Now, though, they're adding small important pieces that a team preparing to contend would add.
"We're just one 36-year-old, slow-moving outfielder away from the offense we want," is apparently something that's been said. And the way their GM talks, they're definitely going to contend. But looking at it from the outside doesn't inspire confidence.
A big signing isn't even what they should be trying to accomplish, anyway. Much has been said about the Phillies - "What are they doing? Why are they doing that?" - but none of it has been "They are a major signing away from contending." The Phillies are scrambling to assemble something out of what is most likely a third place team, at best, and they can't pick a strategy. You can't go sideways into the future.
We're probably sick of hearing that "blowing it all up" is the way to go, but this isn't the Phillies losing five of their first ten. It's the end of an era; Shane Victorino is gone, Roy Halladay is gone, Ryan Howard is in constant repair, and Jimmy Rollins isn't an MVP, and they don't have anyone to trade except their best players. The natural time for a rebuild has arrived, but the Phillies are either refusing to admit it, or just doing it wrong.
Losses: Brian McCann, Tim Hudson
The Braves were a scary team in 2013, expected to duel the Nationals right down to the wire, only they didn't have to, because Washington's World Series run ended around July.
Once more, Atlanta faltered in the playoffs' first round, and you would think that this would be enough to singe their young, talented roster with white hot determination. And maybe it did.

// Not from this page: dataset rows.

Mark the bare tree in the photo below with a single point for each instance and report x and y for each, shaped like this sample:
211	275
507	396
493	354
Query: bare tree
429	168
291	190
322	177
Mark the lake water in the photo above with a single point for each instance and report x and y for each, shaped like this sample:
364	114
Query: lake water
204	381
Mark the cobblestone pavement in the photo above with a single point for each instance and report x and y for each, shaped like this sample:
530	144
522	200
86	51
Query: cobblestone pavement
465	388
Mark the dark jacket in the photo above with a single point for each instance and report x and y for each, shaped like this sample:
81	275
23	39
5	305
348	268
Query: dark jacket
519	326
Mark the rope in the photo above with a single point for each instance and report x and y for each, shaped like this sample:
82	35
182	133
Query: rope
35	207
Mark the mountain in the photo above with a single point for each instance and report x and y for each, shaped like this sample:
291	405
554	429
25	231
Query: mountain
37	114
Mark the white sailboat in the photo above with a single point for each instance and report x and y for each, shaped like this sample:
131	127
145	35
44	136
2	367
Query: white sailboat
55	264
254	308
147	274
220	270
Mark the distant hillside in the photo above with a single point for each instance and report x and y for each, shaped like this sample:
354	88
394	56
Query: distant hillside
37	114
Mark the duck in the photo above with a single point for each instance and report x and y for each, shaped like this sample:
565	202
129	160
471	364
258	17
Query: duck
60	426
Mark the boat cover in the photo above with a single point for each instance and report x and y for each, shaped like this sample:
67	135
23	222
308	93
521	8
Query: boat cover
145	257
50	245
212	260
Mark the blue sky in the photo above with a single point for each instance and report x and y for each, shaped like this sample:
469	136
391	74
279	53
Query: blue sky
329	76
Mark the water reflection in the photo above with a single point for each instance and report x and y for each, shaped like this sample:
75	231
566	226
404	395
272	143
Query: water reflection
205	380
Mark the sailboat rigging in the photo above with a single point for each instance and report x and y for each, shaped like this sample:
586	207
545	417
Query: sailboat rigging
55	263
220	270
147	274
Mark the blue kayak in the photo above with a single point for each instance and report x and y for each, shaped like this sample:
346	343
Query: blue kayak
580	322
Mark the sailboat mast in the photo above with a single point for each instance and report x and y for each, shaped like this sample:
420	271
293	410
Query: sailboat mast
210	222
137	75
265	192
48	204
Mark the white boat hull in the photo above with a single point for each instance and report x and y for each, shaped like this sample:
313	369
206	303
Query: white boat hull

But their silence as offseason deals are struck elsewhere is concerning.
Brian McCann, the team disciplinarion, as well as every other team's self-appointed disciplinarian, has piled up 23.5 WAR for the Braves in his nine year career. Seven of his nine seasons saw him at the All-Star Game, and five of them ended with him holding a Silver Slugger. At 29, he was old enough to provide a veteran example, and young enough not to be deemed "old," even for a catcher in baseball, guys who age about three to five times faster than normal humans.
Tim Hudson, who at 38 years old signed a deal with the Giants this winter, reliably kept his ERA under 4.00 for most of nine seasons in Atlanta. His departure leaves the Braves with a spot to fill in the rotation, though their farm system seems fertile enough to sprout a young hurler any day now.
It's the idea that two chunks of productivity were yanked off the roster, and the Braves' response has been to maybe - unsuccessfully - draw up some interest in Dan Uggla. Free agents are flying off the board, and the Braves will have to do more than "nothing" to keep pace with the vigilant Nationals.
The Braves may have had the worse winter of the two, as they actually have something to lose. The Phillies, if they really believe they can contend, are full of an admirable amount of holiday joy, but little else fuels their delusion.